If you just say "smart", or something like that, then you're really asking after a sort of generalized status ranking, in which case merely to compare oneself to von Neumann would be an act of great social audacity. Perhaps this is what made you laugh? But Carl didn't ask about life accomplishment or social status, he asked about Spearman's g, which is a very specific request about a characteristic that's very hard to infer above the IQ 140 range.

Comment author: DanielLC 28 November 2011 07:20:34AM 1 point [-]

Are you talking to yourself, or is there something wrong with the name on this post?

Comment author: Zack_M_Davis 28 November 2011 07:46:36AM 4 points [-]

One presumes that the second paragraph ought to be italicized, to indicate that it is a quotation of HighlyAmused's earlier comment. Interestingly, the Internet Archive's record of this thread as it appeared on its old home at Overcoming Bias does display the italics correctly; it is certainly odd that the move to Less Wrong should result in such an idiosyncratic error.

Comment author: Caledonian2 20 December 2007 12:13:34AM -2 points [-]

Traditional IQ tests sensibly and reliably measure a range of around 60-140. Richard Feynman's measured IQ was 137, but you have to translate that as "outside the range of the IQ test"

No. It is far more likely that the qualities that made Feynman a genius were not those that were measured by IQ tests.

It's not a matter of his intellect being outside of a range. Intellect has a dimensionality far greater than IQ tests measure, period.

Comment author: JulianMorrison 20 December 2007 12:37:52AM 0 points [-]

I have a suspicion that very high IQ is like comparing cheetahs to dogs. The dog isn't worse, he's just less of a specialist. High IQ means using the same wetware differently. More computation effort is devoted to a particular range of tasks. When you get into the ultra-genius range, you are actually starting to chip away at features used by the rest of the system. A narrow focus on one mode of cognition is unavoidable.

Comment author: anonymous20 20 December 2007 03:30:52AM 0 points [-]

Eliezer or Carl:

Is reading "GENERAL INTELLIGENCE," OBJECTIVELY DETERMINED AND MEASURED (http://psychclassics.yorku.ca/Spearman/) the best way to understand what you mean by "Spearman's g?"

Comment author: Eliezer_Yudkowsky 20 December 2007 03:54:29AM 2 points [-]

Anon, Spearman's original book is pretty old.
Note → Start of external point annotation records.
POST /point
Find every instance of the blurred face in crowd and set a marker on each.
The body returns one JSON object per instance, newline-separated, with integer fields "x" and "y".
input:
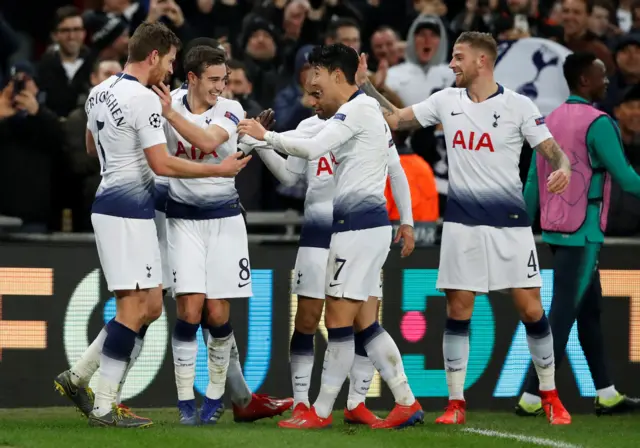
{"x": 349, "y": 36}
{"x": 261, "y": 46}
{"x": 116, "y": 5}
{"x": 104, "y": 71}
{"x": 384, "y": 44}
{"x": 575, "y": 18}
{"x": 312, "y": 95}
{"x": 518, "y": 6}
{"x": 69, "y": 35}
{"x": 161, "y": 66}
{"x": 599, "y": 20}
{"x": 597, "y": 80}
{"x": 628, "y": 115}
{"x": 239, "y": 83}
{"x": 210, "y": 85}
{"x": 465, "y": 64}
{"x": 628, "y": 60}
{"x": 426, "y": 42}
Try Wikipedia, or search Gene Expression, or this page seems to have a lot of resources. Jensen had a nice intro paper at Psycoloquy, but Psycoloquy seems to be down at the moment.

Comment author: Peter_de_Blanc 20 December 2007 05:43:41AM 1 point [-]

Chris:

I'd agree that mathematicians probably peak somewhere around 40. I can see two things contributing to the subsequent decline: mental degeneration, and an increasingly irrelevant skill set; if your specialty is narrow enough, you may have solved all the easy problems in your microfield. I expect life extension technologies to fix the former problem. For the latter problem, Feynman recommends changing fields every 7 years. Of course, he's Feynman; maybe 10 years is better for us ordinary folks.

Comment author: Colombi 20 February 2014 05:26:30AM 0 points [-]

Is there a hidden meaning to this? I only grasp the exterior feel to this shiny poem.

Comment author: SeanMCoincon 31 July 2014 10:22:52PM 0 points [-]

"...Although, do please make the check out to 'Cash'."